South Sudan returns to partial lockdown as Covid-19 cases rise

Friday February 05 2021
South Sudan.

Lab technicians gather around a machine as they test samples for Covid-19 in a laboratory in Juba, South Sudan on April 6, 2020. PHOTO | FILE | NMG

By Garang Malak


The South Sudan National Taskforce on Covid-19 has reintroduced a partial lockdown amid a surge of cases across the country.

In a statement on Wednesday, Fifth Vice President Abdelbagi Akol, who also heads the taskforce, asked citizens to respect the one-month restrictions aimed at curbing the spread of the coronavirus.

“The taskforce has banned all gatherings such as sporting events, religious events, Al Juma prayers, funerals, political events, weddings, operationalisation of all primary and secondary schools, universities and all learning institutions, except [in the case of] examinations with full adherence to preventive measures,” the official said.

“Both private and public sectors are asked to make provisions to allow non-essential staff to stay at home on a paid leave or for alternative staff shifts. [There shall also be] closure of businesses which attract crowds and restaurants must adhere to preventive measures.”

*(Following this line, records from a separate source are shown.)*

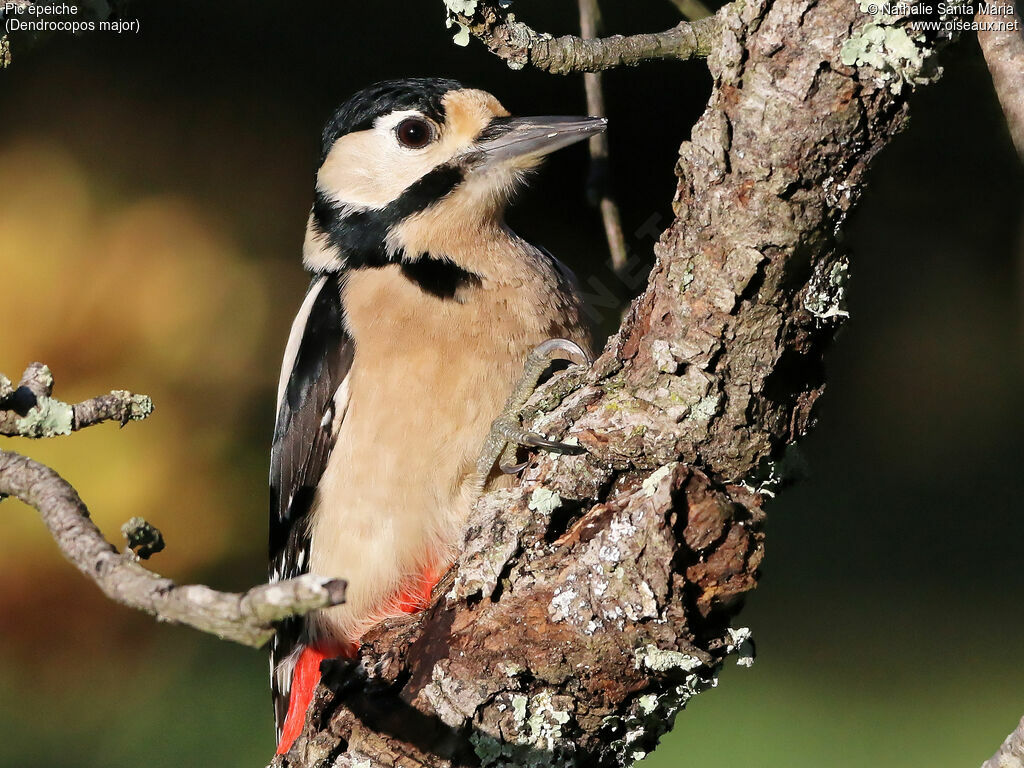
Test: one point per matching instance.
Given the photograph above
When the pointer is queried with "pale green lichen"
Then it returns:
(539, 721)
(487, 749)
(49, 418)
(544, 728)
(519, 704)
(544, 501)
(138, 406)
(706, 408)
(461, 36)
(741, 643)
(825, 297)
(888, 44)
(653, 481)
(647, 704)
(459, 7)
(466, 7)
(656, 659)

The body also banned the transportation of passengers at full capacity by public service vehicles but allowed boda boda operators to carry people or cargo.

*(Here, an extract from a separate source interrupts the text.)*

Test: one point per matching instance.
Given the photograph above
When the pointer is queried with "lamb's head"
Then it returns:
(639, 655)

“All incoming passengers must have Covid-19 test certificates. Airports within the country must adhere to preventive measures”.

The taskforce instructed all law enforcement agencies to administer the rules timely and effectively.

The fight so far

South Sudan registered its first coronavirus case on April 5, 2020.

It imposed some restrictions last March, including the closure of borders and non-essential businesses, banning interstate travel and limiting public transport in order to curb the spread of the disease.

In May that year, however, President Salva Kiir permitted businesses including bars, restaurants, boda boda, rickshaw and others to reopen.

The government also changed the curfew time from 7pm to 6am to 10pm to 6am, a move that was criticised by various South Sudanese stakeholders who described it as premature.

“The South Sudan Doctors Union (SSDU) believes that easing restrictions will encourage transmission to areas where health professionals are not trained and where facilities are not available to quarantine positive cases,” the union said in a statement at the time.

As of Wednesday, South Sudan had 4,267 confirmed cases, including 66 deaths and 3,634 recoveries.

According to the daily updates by the Public Health Laboratory, January and February saw a surge in the number of infections.

On February 2 alone, the country registered 76 cases, the highest number this year, according to the World Health Organization (WHO).